Dans la plupart des cas, l'agent oxydant se présente sous forme d'ammoniac liquide, ou urée, ce qui nécessite l'implantation d'un réservoir supplémentaire, spécifiquement dédié au stockage de l'urée, pour un remplissage lors des maintenances. Mercedes travaille à l'optimisation de cette solution afin d'éviter ces contraintes : l'ammoniac est autogénéré par le système de catalyse, et utilisé pour réduire les NOx.
Post-traitement de NOx : le respect de la réglementation à un coût
Si une combustion optimisée présente de multiples avantages en plus de la dépollution - amélioration des performances, gains de consommation selon les réglages -, le post-traitement ne sert qu'à répondre à des seuils réglementés de pollution. Il est donc impératif d'en maîtriser les coûts. A cet égard, le partage des coûts de développement et de production entre constructeurs et équipementiers est un avantage par rapport à l'amélioration de la combustion, à la seule charge des constructeurs. Ces derniers comptent par ailleurs sur une baisse du prix unitaire du post-traitement du fait des quantités produites.

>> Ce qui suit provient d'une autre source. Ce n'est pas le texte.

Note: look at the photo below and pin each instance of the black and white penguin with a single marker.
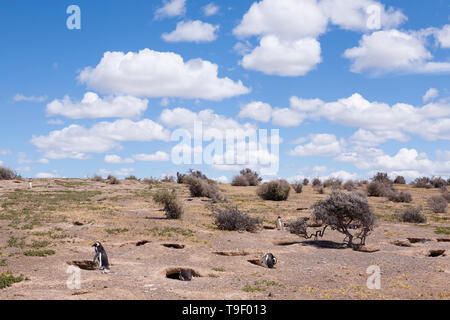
(100, 256)
(269, 260)
(279, 224)
(185, 275)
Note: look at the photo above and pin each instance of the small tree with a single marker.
(342, 212)
(247, 177)
(400, 180)
(277, 190)
(231, 219)
(172, 206)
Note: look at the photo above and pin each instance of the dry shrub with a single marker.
(446, 195)
(247, 177)
(152, 180)
(333, 183)
(7, 174)
(203, 188)
(112, 180)
(438, 182)
(378, 189)
(349, 185)
(298, 187)
(340, 211)
(403, 196)
(423, 182)
(231, 219)
(172, 206)
(383, 178)
(438, 204)
(412, 215)
(277, 190)
(400, 180)
(97, 178)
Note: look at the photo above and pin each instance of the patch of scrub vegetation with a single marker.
(16, 242)
(39, 253)
(116, 230)
(442, 230)
(169, 232)
(7, 279)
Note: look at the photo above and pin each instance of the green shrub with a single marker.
(247, 177)
(172, 206)
(438, 204)
(277, 190)
(412, 215)
(231, 219)
(8, 174)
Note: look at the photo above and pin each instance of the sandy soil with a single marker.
(69, 215)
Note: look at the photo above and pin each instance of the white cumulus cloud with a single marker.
(159, 74)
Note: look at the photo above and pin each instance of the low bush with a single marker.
(7, 174)
(97, 178)
(379, 189)
(342, 212)
(412, 215)
(423, 182)
(298, 187)
(438, 182)
(112, 180)
(231, 219)
(172, 206)
(247, 177)
(333, 183)
(400, 180)
(402, 196)
(203, 188)
(438, 204)
(277, 190)
(349, 185)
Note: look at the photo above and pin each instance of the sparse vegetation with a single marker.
(277, 190)
(231, 219)
(112, 180)
(247, 177)
(412, 215)
(400, 180)
(402, 196)
(172, 206)
(438, 204)
(343, 212)
(298, 187)
(8, 174)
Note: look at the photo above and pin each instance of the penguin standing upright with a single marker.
(100, 256)
(279, 224)
(269, 260)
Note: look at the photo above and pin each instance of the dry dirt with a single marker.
(69, 215)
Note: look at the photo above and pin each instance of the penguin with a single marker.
(279, 224)
(100, 256)
(185, 275)
(269, 260)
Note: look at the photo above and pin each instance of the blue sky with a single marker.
(350, 98)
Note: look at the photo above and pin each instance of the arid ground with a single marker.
(57, 221)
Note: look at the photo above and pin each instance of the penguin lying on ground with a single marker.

Des recherches sont néanmoins menées pour réduire les coûts de production. Les pièges à NOx présentent par exemple l'inconvénient de contenir des métaux précieux, essentiellement platine (Pt), rhodium (Rh) et palladium (Pd) dont le coût croît exponentiellement. Deux voies sont à l'étude pour limiter cette charge en métaux précieux. La première consiste à substituer en partie au Pt, Rh ou Pd des métaux non précieux comme le fer, le lanthanum ou encore le manganèse. Il n'existe pour l'heure aucune garantie de succès, les performances de ces matériaux restants très insuffisantes pour aboutir au rendement catalytique nécessaire. L'autre voie consiste à compacter le système de post-traitement. Toyota fait figure de précurseur en la matière avec le déploiement depuis 2003 de son système Diesel Particulate-NOx Reduction (DPNR), système compact trois en un qui inclut un NOx Trap pour capturer les NOx, un catalyseur d'oxydation pour les brûler et un filtre à particules. Les prochains enjeux du DPNR sont de parfaire la compacité du système afin de limiter davantage la charge en métaux précieux, sans perte de performance.
L'avènement du diesel propre ne constitue donc plus à ce jour une utopie. Portées par une réglementation en constante évolution, les solutions technologiques existent mais feront l'objet de compromis techniques et économiques de la part des constructeurs. Il est indéniable que leur choix se portera sur les technologies de dépollution offrant le meilleur rapport coût-efficacité par catégorie de cylindrée. C'est la raison pour laquelle certains experts penchent pour le retrait des motorisations diesel sur certaines petites cylindrées, naturellement peu émettrices de CO2 et pour lesquelles des solutions de dépollution essence sont moins onéreuses à mettre en oeuvre.
Le point sur :
Polluants atmosphériques et CO2 : des problématiques brûlantes
Le secteur automobile figure parmi les principaux contributeurs à la pollution atmosphérique par le rejet de polluants considérés parmi les plus dangereux : monoxyde de carbone (CO), gaz incapacitant prenant la place de l'oxygène de l'air, et oxydes d'azote (NOx), provoquant acidification des milieux et hyperréactivité bronchique. Les hydrocarbures (HC) rejetés par les motorisations essence et les particules (PM) rejetées par les diesels, sont quant à eux soupçonnés d'effets cancérogènes.
Ces polluants sont des produits de la combustion incomplète des hydrocarbures (imbrûlés rendus nocifs par leur dégradation partielle lors de la phase de combustion) et des produits d'une réaction du carburant avec l'azote présent dans l'air. Le dioxyde de carbone (CO2) est un produit de combustion complète de même que la vapeur d'eau (H2O). A ce titre il n'entre pas dans la catégorie des polluants mais constitue un des principaux gaz à effet de serre.